Figure 4. Distinct polarization state of dural and parenchymal MAMs

(A) Gating strategy for CD11b⁺F4/80⁺Gr1⁻CD45^high macrophages. An example of dural lesions is shown. (B) Quantification of CD11b⁺F4/80⁺Gr1⁻CD45^high MAMs within dural 4T1-Dura3 and parenchymal 4T1-Par3 cancer lesions. (C) Representative histograms showing MFI for the expression of M1 (iNOS, MHCII) and M2 (Arginase-1 (Arg-1), CD206) macrophage markers in dural 4T1-Dura3 (black) and parenchymal 4T1-Par3 lesions (red) in intracarotid artery model. (D) Quantification of MFI for iNOS, MHCII, CD11c, Arg-1, CD206, TNFα and IFNγ; n = 9/11 for dural/parenchymal lesions, respectively. Statistical significance in B and D was determined using one-tailed Student's T-test with unequal variance (p ≤ 0.05). Error bars represent SD.

Figure 5. Cancer cell-derived factors contribute to site-specific polarization of parenchymal MAMs

(A) Expression of macrophage polarization markers in MAMs isolated from the 4T1-Par3 and 4T1 parent-derived cancer lesions established within brain parenchyma after direct intracranial implantation of cancer cells; n = 5. (B and C) Expression of macrophage polarization markers in MAMs isolated from parenchymal (B) and dural (C) brain metastases established from the 4T1-Dura3-LTβ and 4T1-Dura3 control cell lines; n = 7. Statistical significance in A–C was determined using one-tailed Student's T-test with unequal variance (p ≤ 0.05). Error bars represent SD.

Figure 6. Proposed model for site-specific regulation of MAM phenotypes in intracranial metastases

Metastatic site-specific stroma is likely implicated in the establishment of site-specific molecular profiles in cancer cells, which then co-determine MAM phenotypes. The top 3 up-regulated cytokines/chemokines in cancer cells growing at the dura and within brain parenchyma, as well as differences in macrophage polarization markers between the two sites are indicated.
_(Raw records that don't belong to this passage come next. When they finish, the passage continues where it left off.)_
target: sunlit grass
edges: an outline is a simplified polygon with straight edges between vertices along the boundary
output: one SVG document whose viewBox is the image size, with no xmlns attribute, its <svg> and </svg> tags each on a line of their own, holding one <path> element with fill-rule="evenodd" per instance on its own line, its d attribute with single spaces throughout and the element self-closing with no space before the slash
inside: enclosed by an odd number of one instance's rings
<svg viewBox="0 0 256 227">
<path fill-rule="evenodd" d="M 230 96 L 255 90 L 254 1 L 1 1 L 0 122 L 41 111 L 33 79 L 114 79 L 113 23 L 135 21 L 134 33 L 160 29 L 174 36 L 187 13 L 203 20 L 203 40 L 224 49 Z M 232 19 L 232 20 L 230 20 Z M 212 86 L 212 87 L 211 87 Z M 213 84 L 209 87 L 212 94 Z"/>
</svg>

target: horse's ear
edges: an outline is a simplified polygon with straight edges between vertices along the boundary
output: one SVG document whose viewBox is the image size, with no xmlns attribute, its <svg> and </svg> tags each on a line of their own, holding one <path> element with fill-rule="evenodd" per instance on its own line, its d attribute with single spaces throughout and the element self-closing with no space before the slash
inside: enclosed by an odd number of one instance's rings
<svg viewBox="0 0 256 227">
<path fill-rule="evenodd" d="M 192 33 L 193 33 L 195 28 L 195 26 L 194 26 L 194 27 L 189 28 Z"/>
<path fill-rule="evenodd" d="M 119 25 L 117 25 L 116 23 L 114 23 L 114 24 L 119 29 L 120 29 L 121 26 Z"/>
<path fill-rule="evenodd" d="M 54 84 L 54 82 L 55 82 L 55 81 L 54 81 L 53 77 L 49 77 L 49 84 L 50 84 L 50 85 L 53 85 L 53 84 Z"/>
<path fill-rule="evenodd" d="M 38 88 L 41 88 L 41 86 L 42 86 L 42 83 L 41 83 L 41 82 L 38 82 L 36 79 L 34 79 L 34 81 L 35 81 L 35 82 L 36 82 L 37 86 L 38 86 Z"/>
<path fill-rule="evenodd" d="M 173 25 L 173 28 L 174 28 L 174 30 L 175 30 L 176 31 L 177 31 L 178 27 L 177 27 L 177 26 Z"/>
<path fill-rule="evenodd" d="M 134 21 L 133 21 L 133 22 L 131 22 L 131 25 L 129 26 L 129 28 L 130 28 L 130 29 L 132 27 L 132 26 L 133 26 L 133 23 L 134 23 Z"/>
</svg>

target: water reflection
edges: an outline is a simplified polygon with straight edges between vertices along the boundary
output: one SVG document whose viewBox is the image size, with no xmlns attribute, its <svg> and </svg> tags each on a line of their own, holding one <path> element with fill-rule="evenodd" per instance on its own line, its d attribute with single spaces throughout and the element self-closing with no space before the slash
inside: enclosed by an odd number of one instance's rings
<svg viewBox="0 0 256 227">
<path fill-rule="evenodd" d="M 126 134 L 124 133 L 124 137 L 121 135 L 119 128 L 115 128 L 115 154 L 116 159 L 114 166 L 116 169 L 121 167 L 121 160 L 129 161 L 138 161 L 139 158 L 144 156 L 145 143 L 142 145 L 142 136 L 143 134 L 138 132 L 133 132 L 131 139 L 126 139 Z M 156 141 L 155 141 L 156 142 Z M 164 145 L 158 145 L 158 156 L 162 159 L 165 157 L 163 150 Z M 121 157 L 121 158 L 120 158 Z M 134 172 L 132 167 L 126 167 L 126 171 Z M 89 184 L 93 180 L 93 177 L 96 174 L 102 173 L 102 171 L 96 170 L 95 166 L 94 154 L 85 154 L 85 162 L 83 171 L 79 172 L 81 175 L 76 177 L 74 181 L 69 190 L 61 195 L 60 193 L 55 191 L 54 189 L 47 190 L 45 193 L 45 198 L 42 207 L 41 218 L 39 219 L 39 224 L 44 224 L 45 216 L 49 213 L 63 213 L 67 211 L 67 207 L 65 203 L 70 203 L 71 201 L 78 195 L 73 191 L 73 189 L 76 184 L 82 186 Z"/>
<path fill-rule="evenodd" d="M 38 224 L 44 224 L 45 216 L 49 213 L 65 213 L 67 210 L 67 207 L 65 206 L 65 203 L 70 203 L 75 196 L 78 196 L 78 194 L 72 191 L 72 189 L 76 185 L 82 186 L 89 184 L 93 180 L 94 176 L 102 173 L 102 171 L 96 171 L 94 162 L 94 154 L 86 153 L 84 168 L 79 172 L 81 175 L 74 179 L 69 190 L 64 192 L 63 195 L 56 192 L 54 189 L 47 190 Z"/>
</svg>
Notably, we demonstrated a functional link between LTβ and MAM polarization within the brain parenchyma, while the functions of other cytokines remain to be determined. Based on our findings and evidence from the literature, we propose that MAM activation state is co-determined by the metastatic site-specific cancer cell characteristics (e.g. cytokines), the organ-specific stroma, and by the origin of macrophages (e.g. Gr1⁺Ly6C^high inflammatory monocytes versus Ly6C^low resident monocytes [20]).